“Under the standard, refiners are required to blend 36 billion gallons of ethanol into traditional transportation fuel by 2022.”
“Under the standard, refiners are required to blend 36 billion gallons of ethanol into traditional transportation fuel by 2022.”
Let’s see what all is wrong with this concept.
1. The ethanol systems we have produce a lot less than the standard needs for refiners to comply.
2. In order to comply, the ethanol systems would have to use a lot more food crops, would have to plant the trash crops, or would need a much more viable way of using existing trash. Two of those approaches produce problems with food supply and food prices and the other seems to be based on unicorn poop.
3. Ethanol chemically contains less available energy than do petroleum-based fuels. So a more costly product delivers less performance, increasing the cost of transport throughout the economy.
4. Ethanol is hard on many engines. Higher concentrations will be more damaging, especially for things like lawn mowers.
5. The federal government doesn’t have any reasonable basis for the authority to do this in the first place. Nothing in the Constitution can reasonably be seen to give the government authority to mix our gasoline or choose our cars and trucks for us — but the fuel standards and the CAFE standards do exactly that.
6. Ethanol production probably emits more CO2 in the life cycle than petroleum-based fuels do, although the ethanol crops might absorb some of the CO2 produced by their own cycle. But CO2 doesn’t matter anyway.
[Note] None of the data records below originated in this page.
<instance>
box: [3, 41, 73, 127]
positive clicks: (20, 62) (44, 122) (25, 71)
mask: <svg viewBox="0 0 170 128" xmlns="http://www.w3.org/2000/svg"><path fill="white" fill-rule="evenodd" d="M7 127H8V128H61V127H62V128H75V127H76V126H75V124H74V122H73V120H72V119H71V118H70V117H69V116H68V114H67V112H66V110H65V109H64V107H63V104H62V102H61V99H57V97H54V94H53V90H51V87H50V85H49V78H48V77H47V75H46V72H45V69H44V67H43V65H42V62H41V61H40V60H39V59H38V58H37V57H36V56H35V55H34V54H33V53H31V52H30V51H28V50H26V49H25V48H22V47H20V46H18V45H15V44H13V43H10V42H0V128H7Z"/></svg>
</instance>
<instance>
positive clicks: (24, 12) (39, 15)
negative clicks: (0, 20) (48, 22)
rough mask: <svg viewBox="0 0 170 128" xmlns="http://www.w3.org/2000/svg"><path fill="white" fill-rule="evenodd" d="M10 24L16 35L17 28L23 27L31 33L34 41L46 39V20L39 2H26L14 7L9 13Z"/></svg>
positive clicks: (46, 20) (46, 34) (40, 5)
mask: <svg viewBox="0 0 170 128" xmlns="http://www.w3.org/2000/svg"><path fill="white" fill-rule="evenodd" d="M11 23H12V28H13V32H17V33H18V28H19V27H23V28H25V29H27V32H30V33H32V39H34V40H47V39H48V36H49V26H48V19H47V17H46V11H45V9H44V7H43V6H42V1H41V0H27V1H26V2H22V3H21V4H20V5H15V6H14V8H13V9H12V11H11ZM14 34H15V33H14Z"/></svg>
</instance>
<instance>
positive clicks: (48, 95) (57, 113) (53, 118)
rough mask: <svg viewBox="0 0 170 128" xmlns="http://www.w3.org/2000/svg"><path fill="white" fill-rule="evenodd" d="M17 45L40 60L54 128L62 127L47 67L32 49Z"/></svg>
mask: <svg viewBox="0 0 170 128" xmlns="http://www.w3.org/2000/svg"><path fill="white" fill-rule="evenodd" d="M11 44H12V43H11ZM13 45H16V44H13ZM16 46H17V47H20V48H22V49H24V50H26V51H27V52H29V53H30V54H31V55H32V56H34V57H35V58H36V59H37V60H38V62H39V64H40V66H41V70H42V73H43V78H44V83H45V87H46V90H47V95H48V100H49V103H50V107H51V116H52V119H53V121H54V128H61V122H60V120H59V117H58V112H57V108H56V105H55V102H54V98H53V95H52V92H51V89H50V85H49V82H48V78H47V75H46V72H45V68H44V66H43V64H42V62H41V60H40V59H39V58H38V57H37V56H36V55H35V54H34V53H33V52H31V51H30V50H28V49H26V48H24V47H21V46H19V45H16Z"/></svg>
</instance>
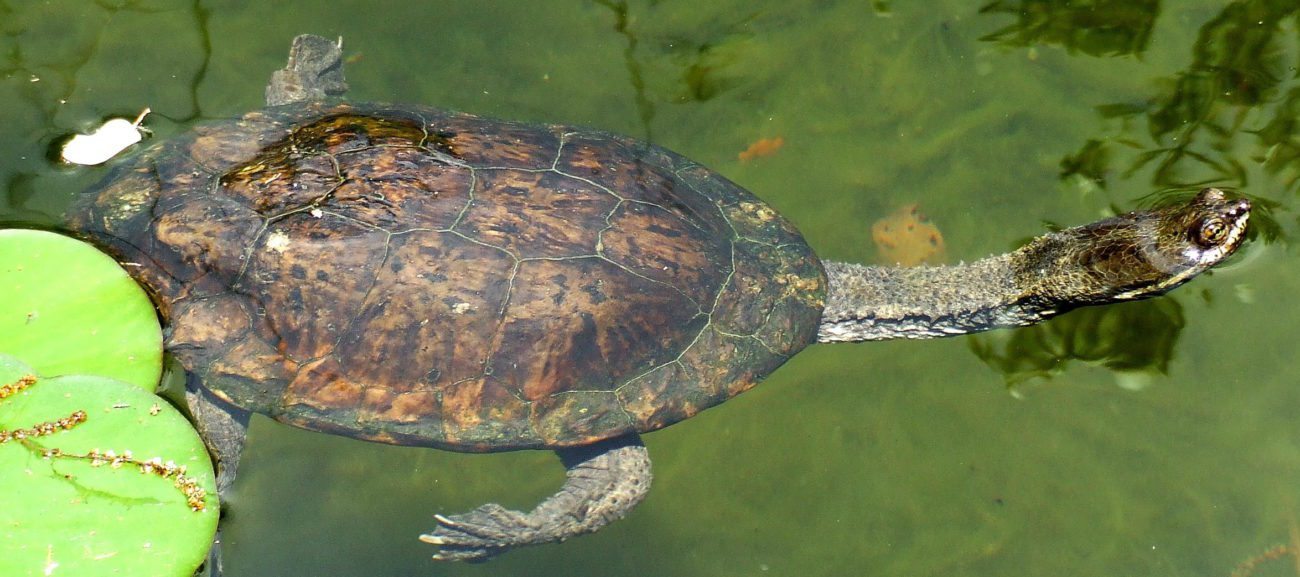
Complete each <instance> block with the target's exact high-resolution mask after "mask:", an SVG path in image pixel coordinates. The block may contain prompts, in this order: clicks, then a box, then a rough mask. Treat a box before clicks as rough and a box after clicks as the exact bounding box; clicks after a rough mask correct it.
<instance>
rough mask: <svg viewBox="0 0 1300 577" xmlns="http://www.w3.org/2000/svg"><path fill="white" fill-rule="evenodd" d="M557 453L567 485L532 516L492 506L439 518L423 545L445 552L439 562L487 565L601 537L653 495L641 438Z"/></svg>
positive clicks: (561, 451)
mask: <svg viewBox="0 0 1300 577" xmlns="http://www.w3.org/2000/svg"><path fill="white" fill-rule="evenodd" d="M556 454H558V455H559V457H560V460H562V461H563V463H564V467H565V468H567V472H565V477H567V480H565V481H564V485H563V486H562V487H560V490H559V491H558V493H555V494H554V495H551V496H550V498H547V499H546V500H543V502H542V503H541V504H539V506H537V508H536V509H533V511H532V512H529V513H524V512H520V511H511V509H507V508H504V507H502V506H499V504H497V503H489V504H485V506H482V507H478V508H476V509H473V511H471V512H468V513H463V515H452V516H450V517H447V516H442V515H435V516H434V519H435V520H437V521H438V528H437V529H434V530H433V533H429V534H424V535H420V541H424V542H425V543H433V545H437V546H439V547H441V551H438V554H437V555H434V556H433V558H434V559H437V560H447V561H481V560H486V559H489V558H491V556H494V555H498V554H502V552H504V551H508V550H511V548H515V547H523V546H525V545H541V543H552V542H558V541H564V539H567V538H569V537H573V535H580V534H584V533H591V532H595V530H597V529H601V528H602V526H604V525H608V524H610V522H611V521H615V520H619V519H623V516H625V515H627V513H628V512H629V511H632V508H633V507H636V504H637V503H640V502H641V499H643V498H645V495H646V491H649V490H650V477H651V474H650V455H649V454H647V452H646V447H645V444H641V438H640V437H638V435H636V434H629V435H624V437H619V438H614V439H608V441H603V442H601V443H595V444H591V446H588V447H576V448H565V450H560V451H556Z"/></svg>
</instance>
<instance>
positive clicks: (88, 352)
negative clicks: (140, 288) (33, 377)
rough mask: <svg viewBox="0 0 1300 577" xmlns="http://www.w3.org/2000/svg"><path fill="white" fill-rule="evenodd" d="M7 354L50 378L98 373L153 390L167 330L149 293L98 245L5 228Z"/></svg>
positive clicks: (58, 234) (160, 363) (0, 319)
mask: <svg viewBox="0 0 1300 577" xmlns="http://www.w3.org/2000/svg"><path fill="white" fill-rule="evenodd" d="M0 353H8V355H13V356H17V357H19V359H22V360H23V361H26V363H30V364H31V366H32V368H35V369H36V372H38V373H39V374H42V376H45V377H56V376H61V374H98V376H103V377H110V378H116V379H120V381H126V382H130V383H135V385H138V386H140V387H144V389H147V390H148V391H153V390H155V389H156V387H157V383H159V378H160V376H161V374H162V330H161V327H160V326H159V320H157V313H155V311H153V304H152V303H149V299H148V296H146V294H144V291H143V290H142V289H140V287H139V285H136V283H135V281H133V279H131V277H130V276H127V274H126V272H125V270H122V268H121V266H118V265H117V263H116V261H113V259H112V257H109V256H108V255H104V253H103V252H100V251H99V250H98V248H95V247H92V246H90V244H86V243H83V242H81V240H77V239H73V238H69V237H64V235H61V234H55V233H47V231H43V230H0Z"/></svg>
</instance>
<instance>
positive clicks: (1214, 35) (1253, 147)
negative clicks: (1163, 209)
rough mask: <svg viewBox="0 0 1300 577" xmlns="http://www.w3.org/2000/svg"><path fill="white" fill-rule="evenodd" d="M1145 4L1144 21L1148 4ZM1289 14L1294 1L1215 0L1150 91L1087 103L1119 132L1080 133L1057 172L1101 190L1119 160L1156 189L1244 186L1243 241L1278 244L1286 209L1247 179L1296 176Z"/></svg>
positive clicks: (1291, 66) (1293, 115)
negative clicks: (1084, 134)
mask: <svg viewBox="0 0 1300 577" xmlns="http://www.w3.org/2000/svg"><path fill="white" fill-rule="evenodd" d="M1149 8H1151V18H1152V19H1154V17H1156V14H1157V13H1158V5H1157V4H1154V3H1152V4H1151V6H1149ZM1099 9H1100V8H1099ZM1297 14H1300V5H1297V4H1296V3H1294V1H1277V0H1247V1H1235V3H1231V4H1229V5H1227V6H1225V8H1223V9H1222V10H1221V12H1219V13H1218V14H1217V16H1216V17H1214V18H1212V19H1209V21H1208V22H1206V23H1205V25H1203V26H1201V29H1200V32H1199V34H1197V39H1196V42H1195V44H1193V45H1192V55H1191V56H1192V62H1191V64H1190V65H1188V66H1187V68H1186V69H1183V70H1180V71H1178V73H1177V74H1174V77H1173V78H1170V79H1169V82H1160V83H1156V87H1154V90H1153V96H1151V97H1149V99H1147V100H1145V101H1136V103H1134V101H1127V103H1112V104H1106V105H1101V107H1097V113H1099V114H1100V116H1101V118H1102V120H1105V121H1108V122H1110V123H1117V125H1118V126H1119V130H1118V131H1115V133H1113V134H1110V135H1105V136H1097V138H1092V139H1088V140H1087V142H1084V143H1083V146H1080V147H1079V149H1078V152H1075V153H1073V155H1067V156H1066V157H1065V159H1062V161H1061V178H1062V179H1070V178H1076V179H1080V181H1083V182H1088V183H1092V185H1095V186H1099V187H1106V186H1108V185H1109V183H1110V177H1112V175H1114V174H1115V173H1117V166H1119V169H1118V170H1119V174H1121V175H1122V177H1123V178H1126V179H1127V178H1131V177H1136V175H1139V174H1141V175H1145V174H1149V175H1151V183H1152V185H1154V186H1156V187H1157V188H1160V190H1162V191H1187V190H1193V188H1199V187H1201V186H1209V185H1214V186H1219V187H1225V188H1242V190H1247V192H1245V194H1247V195H1248V196H1251V199H1252V201H1255V205H1256V207H1257V209H1256V211H1255V213H1253V214H1252V218H1251V229H1252V238H1258V239H1262V240H1265V242H1274V240H1279V239H1281V240H1286V233H1284V227H1283V226H1281V224H1279V222H1278V221H1277V218H1275V216H1274V213H1275V212H1277V211H1278V209H1281V208H1290V207H1283V205H1282V204H1279V201H1278V200H1275V199H1277V196H1273V195H1270V194H1269V192H1270V191H1261V190H1248V185H1249V183H1251V181H1252V177H1256V175H1258V174H1255V173H1256V172H1258V170H1260V169H1261V168H1262V170H1264V172H1265V173H1266V174H1268V175H1270V177H1282V179H1283V182H1286V186H1287V188H1290V190H1292V191H1294V190H1295V188H1296V185H1297V182H1300V140H1297V139H1296V136H1295V129H1296V126H1297V122H1300V87H1294V86H1292V87H1290V88H1287V86H1286V84H1287V83H1290V82H1294V81H1295V79H1296V78H1297V71H1296V70H1297V69H1296V64H1295V62H1296V60H1297V47H1296V39H1295V34H1294V31H1295V29H1294V26H1295V21H1296V19H1297V18H1296V17H1297ZM1288 21H1291V22H1290V25H1288ZM1143 127H1145V130H1144V131H1143V130H1141V129H1143ZM1143 133H1145V134H1143ZM1245 159H1248V160H1249V161H1243V160H1245ZM1261 196H1264V198H1261Z"/></svg>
7. If we could run transport fuels more economically on ethanol, we’d have had the motivation and the opportunity years ago. If we can do it in the future — which seems doubtful — the systems will evolve through normal free-economy choices driven by profit motives. Just to go all Adam Smith.
There is a role in government for mitigating and reducing pollution because pollution crosses state borders. There might be a role for government in auto safety standards — my libertarian streak says that should be a matter of choice among the manufacturers and the buyers, but I’ll allow some possibility here. The choices of economically desirable fuels and vehicles requires too many knowledge points to be assigned to an agency or a committee of any kind. History shows that governments, when given the chance to choose winners and losers, only create losers.
“The theory is wonderful, forget about reality.”